Open kmizumar opened 1 month ago
I guess one of the challenges is that K8s itself does not have any way to enforce read-only access. Even the ReadOnlyMany (ROX) access mode of a PVC does not guarantee that.
Even if the access modes are specified as ReadWriteOnce, ReadOnlyMany, or ReadWriteMany, they don't set any constraints on the volume. For example, even if a PersistentVolume is created as ReadOnlyMany, it is no guarantee that it will be read-only. https://kubernetes.io/docs/concepts/storage/persistent-volumes/
I can't remember if the cross-namespace sharing allows you to specify a different storage class on the second PVC? In that case you could create a storage class for it that uses the mountOptions parameter to specify ro NFS mount. This would guarantee read-only access.

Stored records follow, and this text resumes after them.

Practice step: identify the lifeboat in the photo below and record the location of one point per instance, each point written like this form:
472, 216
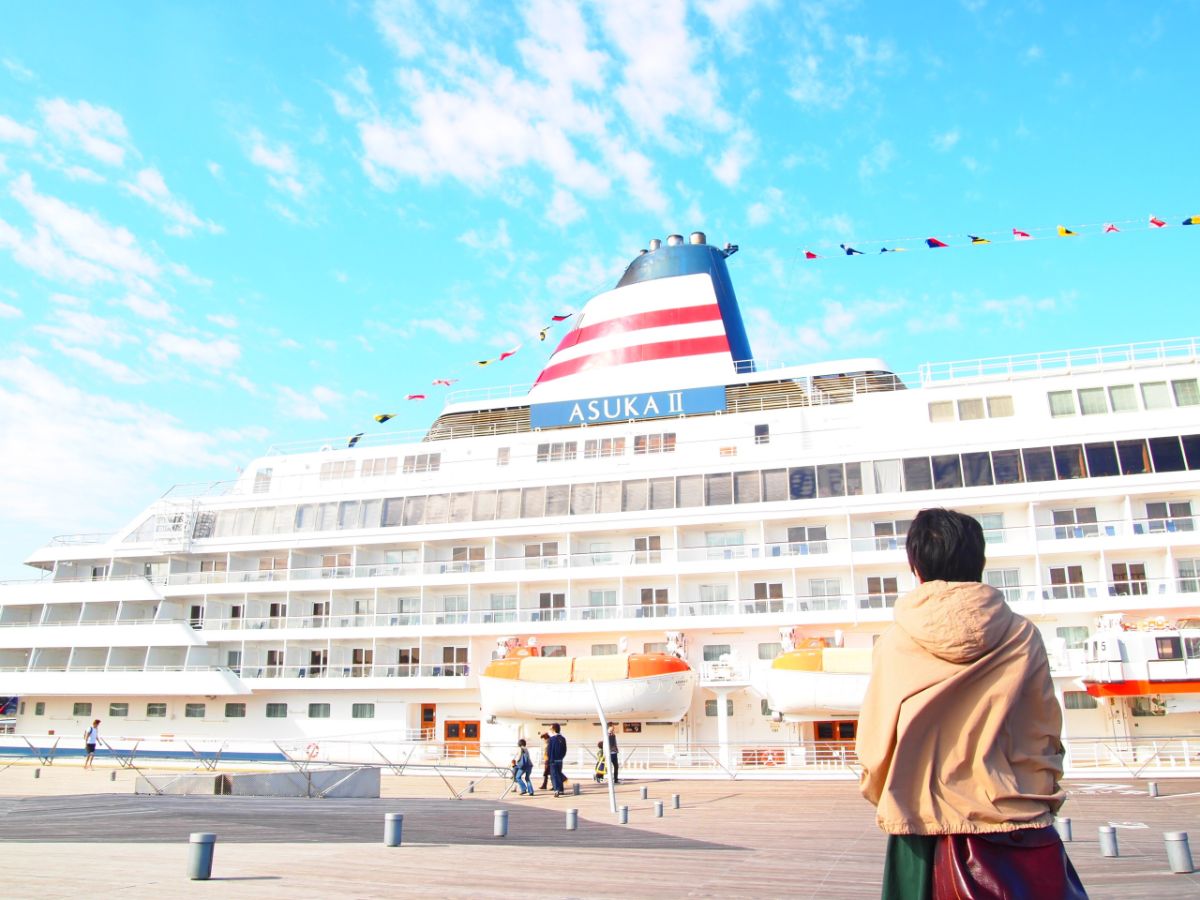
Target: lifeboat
631, 685
815, 681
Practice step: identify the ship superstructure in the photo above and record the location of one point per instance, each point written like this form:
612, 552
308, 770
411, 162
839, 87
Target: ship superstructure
657, 492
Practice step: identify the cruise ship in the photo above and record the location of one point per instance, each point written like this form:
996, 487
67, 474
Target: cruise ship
660, 529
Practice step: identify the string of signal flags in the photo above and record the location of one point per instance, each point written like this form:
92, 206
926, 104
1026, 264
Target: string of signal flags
543, 334
898, 245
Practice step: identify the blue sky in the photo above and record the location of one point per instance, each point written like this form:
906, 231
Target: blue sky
223, 228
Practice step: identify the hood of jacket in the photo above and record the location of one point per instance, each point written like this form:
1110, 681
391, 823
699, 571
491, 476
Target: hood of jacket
955, 621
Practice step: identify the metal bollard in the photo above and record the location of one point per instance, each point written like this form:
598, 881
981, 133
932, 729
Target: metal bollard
393, 828
199, 855
1063, 827
1179, 855
1109, 841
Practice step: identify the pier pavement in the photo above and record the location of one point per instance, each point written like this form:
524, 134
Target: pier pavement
73, 833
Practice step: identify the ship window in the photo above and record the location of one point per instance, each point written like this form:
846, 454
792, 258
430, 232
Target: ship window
1078, 700
802, 483
1169, 647
718, 490
689, 491
947, 472
1123, 399
1007, 467
1038, 463
711, 707
831, 481
887, 477
1000, 407
769, 651
1073, 636
1155, 395
635, 496
715, 652
976, 469
1068, 461
583, 499
1091, 401
609, 497
1134, 457
941, 412
508, 503
661, 493
1187, 393
1167, 454
1192, 450
1061, 403
971, 408
1102, 460
917, 474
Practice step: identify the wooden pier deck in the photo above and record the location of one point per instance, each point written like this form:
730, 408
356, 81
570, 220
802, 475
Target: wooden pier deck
73, 834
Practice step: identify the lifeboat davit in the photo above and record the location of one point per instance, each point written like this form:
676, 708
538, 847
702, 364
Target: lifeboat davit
654, 687
814, 682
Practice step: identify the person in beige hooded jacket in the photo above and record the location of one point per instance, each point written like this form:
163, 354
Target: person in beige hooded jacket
960, 727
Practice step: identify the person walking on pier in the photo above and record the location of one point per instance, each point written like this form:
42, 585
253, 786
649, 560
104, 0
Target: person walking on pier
960, 733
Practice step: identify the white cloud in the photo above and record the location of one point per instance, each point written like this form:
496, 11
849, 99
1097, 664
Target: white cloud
310, 406
150, 186
216, 354
147, 307
564, 208
13, 132
97, 131
877, 161
71, 244
946, 141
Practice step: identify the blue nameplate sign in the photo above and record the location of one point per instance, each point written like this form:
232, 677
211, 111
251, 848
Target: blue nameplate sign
625, 407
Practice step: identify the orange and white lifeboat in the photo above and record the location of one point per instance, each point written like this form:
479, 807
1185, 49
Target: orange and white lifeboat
630, 685
814, 682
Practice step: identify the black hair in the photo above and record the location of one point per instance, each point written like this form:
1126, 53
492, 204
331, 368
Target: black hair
946, 545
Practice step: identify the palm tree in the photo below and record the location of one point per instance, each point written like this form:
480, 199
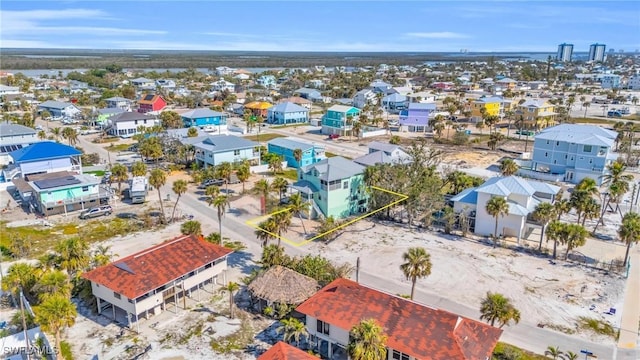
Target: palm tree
629, 232
179, 187
367, 341
508, 167
297, 154
55, 314
292, 328
543, 213
231, 287
553, 351
119, 174
243, 175
220, 202
280, 185
297, 205
496, 307
497, 206
157, 179
417, 265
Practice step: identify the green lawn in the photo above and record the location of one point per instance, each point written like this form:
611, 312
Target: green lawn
264, 137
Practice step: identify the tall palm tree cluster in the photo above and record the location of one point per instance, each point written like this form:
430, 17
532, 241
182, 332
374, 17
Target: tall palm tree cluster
49, 284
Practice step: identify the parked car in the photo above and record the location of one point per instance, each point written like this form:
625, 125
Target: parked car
102, 210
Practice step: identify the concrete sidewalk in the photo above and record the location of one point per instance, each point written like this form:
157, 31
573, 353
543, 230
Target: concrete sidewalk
631, 308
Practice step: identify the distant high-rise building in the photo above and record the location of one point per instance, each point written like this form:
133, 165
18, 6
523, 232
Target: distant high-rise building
596, 52
565, 51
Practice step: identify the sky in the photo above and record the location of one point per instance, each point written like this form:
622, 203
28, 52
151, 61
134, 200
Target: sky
412, 26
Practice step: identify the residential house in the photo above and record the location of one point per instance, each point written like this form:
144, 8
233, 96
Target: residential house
416, 117
268, 81
285, 147
339, 119
364, 97
284, 351
206, 119
298, 101
395, 103
46, 157
150, 103
259, 108
522, 197
573, 152
490, 104
216, 149
334, 187
414, 331
287, 113
143, 83
63, 192
309, 94
162, 276
222, 85
14, 137
536, 113
383, 153
128, 124
59, 110
118, 102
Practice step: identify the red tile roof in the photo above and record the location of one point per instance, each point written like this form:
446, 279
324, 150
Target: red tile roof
413, 329
137, 274
282, 351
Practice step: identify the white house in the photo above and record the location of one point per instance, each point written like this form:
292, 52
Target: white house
163, 276
128, 123
522, 197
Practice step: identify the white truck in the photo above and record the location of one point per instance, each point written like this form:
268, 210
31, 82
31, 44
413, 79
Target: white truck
138, 189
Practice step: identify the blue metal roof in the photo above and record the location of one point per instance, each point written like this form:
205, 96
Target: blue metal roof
43, 151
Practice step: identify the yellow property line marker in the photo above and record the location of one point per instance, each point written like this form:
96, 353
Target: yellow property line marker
254, 222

And just in general, snapshots can help to keep a specific state and then return to it with no or very little overhead. Either as a single snapshot to protect the desired state and you can revert to it within seconds if needed (revert to a snapshot in-place currently has to be done on the storage system itself, stay tuned for options to control this from K8s itself). Or as a versioning mechanism if your data set undergoes (desired) changes over time and you want to keep multiple versions of it (and you can then clone from the snapshot to get a new PVC with the point in time data of the snapshot).

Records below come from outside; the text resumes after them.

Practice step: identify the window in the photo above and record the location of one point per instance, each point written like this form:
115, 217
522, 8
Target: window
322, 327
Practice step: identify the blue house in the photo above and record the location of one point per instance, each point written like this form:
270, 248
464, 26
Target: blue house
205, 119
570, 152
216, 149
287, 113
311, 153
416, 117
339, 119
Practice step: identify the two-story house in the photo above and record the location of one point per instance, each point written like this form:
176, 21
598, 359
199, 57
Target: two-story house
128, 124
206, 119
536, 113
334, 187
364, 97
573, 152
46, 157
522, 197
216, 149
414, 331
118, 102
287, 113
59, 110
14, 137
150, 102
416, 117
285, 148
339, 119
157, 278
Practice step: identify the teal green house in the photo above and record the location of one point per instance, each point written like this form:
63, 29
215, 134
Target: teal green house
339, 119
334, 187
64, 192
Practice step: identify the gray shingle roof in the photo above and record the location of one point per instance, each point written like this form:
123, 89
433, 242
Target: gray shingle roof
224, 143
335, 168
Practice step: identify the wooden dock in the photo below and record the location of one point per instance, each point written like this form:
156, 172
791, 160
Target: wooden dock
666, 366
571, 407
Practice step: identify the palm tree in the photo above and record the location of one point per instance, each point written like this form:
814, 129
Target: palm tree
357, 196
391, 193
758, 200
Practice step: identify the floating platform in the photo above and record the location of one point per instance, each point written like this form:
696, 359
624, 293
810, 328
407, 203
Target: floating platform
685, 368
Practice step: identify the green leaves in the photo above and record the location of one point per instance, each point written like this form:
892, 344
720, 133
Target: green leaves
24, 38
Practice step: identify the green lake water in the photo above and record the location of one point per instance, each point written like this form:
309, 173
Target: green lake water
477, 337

Describe the solution you'd like The documentation clearly states that the current implementation of Astra Trident is not possible to prevent destination namespaces from writing to the shared volumes. However, it would be appreciated if the side exposing the PVC could restrict access to read-only from the destination namespace to prevent unintended data modifications.
Describe alternatives you've considered Even if we request the users of the shared volume not to write to it and thoroughly ensure they are aware of this, humans are prone to mistakes. Therefore, it is desirable for the system to be able to guarantee this securely.
Additional context In machine learning workloads, it is common to reference a large model as a master from multiple tasks. If this master is unintentionally corrupted, the computational cost to reconstruct it to its original state is enormous. Therefore, a feature that allows it to be shared as read-only would be helpful.